4. Incident retrospectives without blame

Production LLM systems fail in genuinely surprising ways. Hallucinations reach users. RAG retrieval returns irrelevant context. Financial calculations hit edge cases that were not in the test suite.

When an incident happened, I ran a structured retrospective within 48 hours: timeline reconstruction, contributing factors rather than blame, and explicit action items with owners and deadlines.

The rule was simple. The retrospective is about the system, not the engineer.

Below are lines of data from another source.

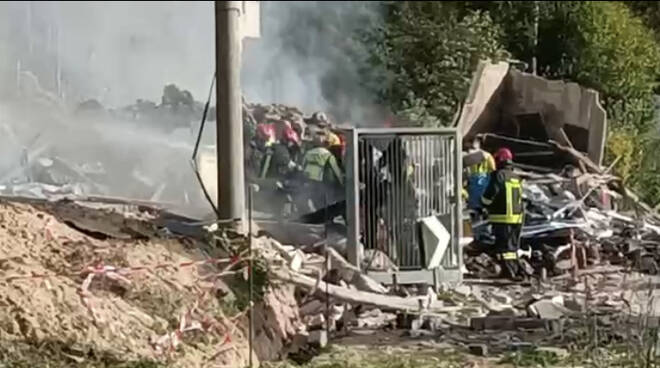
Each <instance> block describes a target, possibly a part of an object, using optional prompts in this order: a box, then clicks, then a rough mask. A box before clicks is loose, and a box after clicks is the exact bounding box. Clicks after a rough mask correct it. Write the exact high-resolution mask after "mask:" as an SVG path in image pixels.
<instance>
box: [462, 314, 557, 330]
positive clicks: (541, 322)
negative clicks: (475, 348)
mask: <svg viewBox="0 0 660 368" xmlns="http://www.w3.org/2000/svg"><path fill="white" fill-rule="evenodd" d="M552 322H553V320H551V319H542V318H521V317H512V316H487V317H477V318H471V319H470V328H471V329H473V330H476V331H484V330H500V331H507V330H508V331H512V330H517V329H527V330H533V329H544V330H546V331H550V330H552V329H553V326H552Z"/></svg>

In the first one, a newer engineer admitted they had spotted an anomaly two days before the incident and had not raised it, because they were not sure it mattered. That became the case study we used to set expectations going forward.

How the team structure scaled

graph TD
    subgraph T3["Team of 3 - Original"]
        CTO3[Fractional CTO / Architect]
        E1[Engineer 1 - AI / RAG]
        E2[Engineer 2 - Platform]
    end

    subgraph T6["Team of 6 - Scaled"]
        CTO6[Fractional CTO / Architect]
        TL1[Tech Lead - AI Systems]
        TL2[Tech Lead - Platform]
        NE1[Engineer 3 - AI]
        NE2[Engineer 4 - AI]
        NE3[Engineer 5 - Platform]
        NE4[Engineer 6 - Platform]
        CTO6 --> TL1
        CTO6 --> TL2
        TL1 --> NE1
        TL1 --> NE2
        TL2 --> NE3
        TL2 --> NE4
        TL1 -. weekly arch review .- TL2
    end

The key structural call was promoting from within to create two tech lead roles instead of hiring mid-senior engineers externally. The original engineers had the context. Giving them ownership reinforced that context and created a natural mentorship layer for the incoming engineers.

Results: 60 days after doubling

Metric	Before	After
Regression releases per month	1 average	0
New engineer time to independent contribution	6-8 weeks typical	3 weeks
Production incidents from prompt changes	3 in prior quarter	0 in 60 days
Open architectural decisions deferred	11 items	Cleared

The financial forecasting module, the highest-stakes component of the platform, went through a substantial refactor during this period. A new engineer did it under tech lead supervision, without incident.

What I would tell anyone scaling an AI team

Hiring is the easy part. Transferring context is the hard part.

An AI engineering team carries unusual risk because the failure modes are less visible than in traditional software. A bug in a CRUD API is obvious. A degraded LLM response is subtle, sometimes invisible to automated testing, and potentially harmful at scale.

The rituals are not overhead. The onboarding sprints, the architecture reviews, the prompt review, the retrospectives: together they are the system that makes it safe to scale.

A team of six that ships safely and consistently is worth more than a team of eight that ships fast and breaks production.